Welcome to 2018, Spatial Source readers! The world’s cartography and GIS bloggers seem to have gone into overdrive over the holiday break, generating some top-shelf posts on all things mapping-and-GIS-related. Ease into the new year perusing our hand-picked favourites, and you may just gain some insight to support your professional endeavours and imagination alike.
Justin O’Beirne’s blog
Justin O’Beirne gives us a fantastically detailed and illustrative post, explaining exactly how and why Google Maps’ services are so far ahead of their competition. Hint: it has to do with the richness of their data.
Drone LiDAR or Photogrammetry? Everything you need to know.
Geoawesomeness
Confused or doubtful about the rapidly-maturing discipline of photogrammetry on LiDAR’s traditional turf? You wouldn’t be the only one. Geoawesomeness serves up a brilliant explainer that takes the issue back to basics while providing a detailed analysis of both approaches. Go get primed!
Planet Money
National Public Radio (NPR)’s excellent Planet Money program documents a wildly ambitious project for a publicly funded radio program — procuring and launching their own satellite. Listen and marvel at the fascinating tale over four episodes, which gives sharp insights into the contemporary space industry — and exactly what’s involved in getting your own CubeSat off the ground.
FBI Maps of Japanese Nationals and Economic Interests in the 1930s

“Map Showing Japanese Nationals, Enterprises, Consulates, Resources and Japanese Ship Routes.” Part of “Japanese Pre-War Colonization” atlas, Federal Bureau of Investigation, 1935. Geography and Map Division, Library of Congress.

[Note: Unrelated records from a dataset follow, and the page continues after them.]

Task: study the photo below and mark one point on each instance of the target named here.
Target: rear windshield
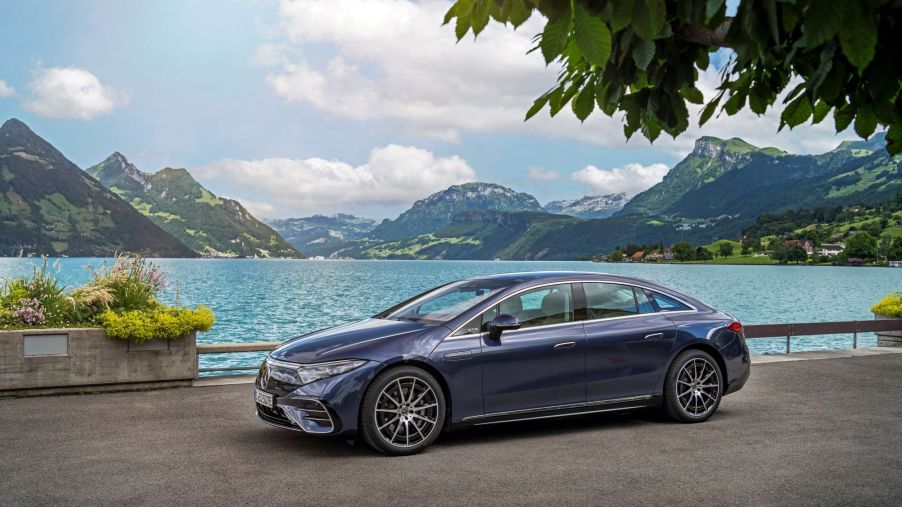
(449, 301)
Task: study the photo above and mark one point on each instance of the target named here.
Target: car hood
(372, 339)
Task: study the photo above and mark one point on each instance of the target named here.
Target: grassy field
(738, 259)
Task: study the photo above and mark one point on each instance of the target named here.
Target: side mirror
(503, 322)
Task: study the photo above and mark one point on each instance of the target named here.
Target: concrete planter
(888, 338)
(45, 361)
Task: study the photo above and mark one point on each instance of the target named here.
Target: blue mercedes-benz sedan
(505, 348)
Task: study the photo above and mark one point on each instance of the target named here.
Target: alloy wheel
(406, 412)
(698, 387)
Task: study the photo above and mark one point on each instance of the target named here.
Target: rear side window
(606, 300)
(666, 303)
(645, 304)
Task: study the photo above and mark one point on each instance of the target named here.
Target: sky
(296, 107)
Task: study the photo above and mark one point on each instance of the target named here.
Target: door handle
(458, 356)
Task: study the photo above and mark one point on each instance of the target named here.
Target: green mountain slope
(734, 178)
(436, 211)
(474, 234)
(319, 234)
(176, 202)
(50, 206)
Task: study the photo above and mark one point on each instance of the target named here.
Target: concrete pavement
(811, 432)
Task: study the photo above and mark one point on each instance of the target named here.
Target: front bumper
(300, 414)
(326, 407)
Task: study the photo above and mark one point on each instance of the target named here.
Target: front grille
(311, 415)
(273, 415)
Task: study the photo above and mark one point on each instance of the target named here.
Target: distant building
(830, 249)
(806, 245)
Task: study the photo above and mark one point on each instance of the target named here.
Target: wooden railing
(753, 331)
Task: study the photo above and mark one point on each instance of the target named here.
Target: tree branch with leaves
(643, 58)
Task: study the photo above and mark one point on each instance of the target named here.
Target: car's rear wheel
(402, 411)
(693, 387)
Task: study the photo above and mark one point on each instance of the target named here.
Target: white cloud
(391, 59)
(393, 175)
(6, 90)
(631, 178)
(70, 92)
(539, 174)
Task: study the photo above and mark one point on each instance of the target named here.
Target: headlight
(302, 374)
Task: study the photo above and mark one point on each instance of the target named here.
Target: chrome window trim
(692, 309)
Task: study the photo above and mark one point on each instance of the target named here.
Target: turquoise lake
(273, 300)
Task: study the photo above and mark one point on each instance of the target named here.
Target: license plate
(263, 398)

Worlds Revealed: Geography & maps at the Library of Congress
Ryan Moore, a cartographic specialist in the Geography and Map Division at the Library of Congress, presents and annotates a series of newly-released FBI maps of Japan’s economic interests in the 1930s.
Thank you for being so awesome and so open, Mapzen. RIP.
Geoawesomeness
Geoawesomeness announces the imminent shutdown of hosted open source mapping service Mapzen, paying their tributes and highlighting next steps and alternatives for users of the service.
Self-Contained Cities: Hyperdense Arcologies of Urban Fantasy & Utopian Fiction
99 percent invisible
Another in 99 percent’s beautifully curated ‘mini story’ series, this episode and article chronicles the chimera of the self-contained megacity in popular culture throughout the ages — and the real, historical human endeavours undertaken in an attempt to realise that dream.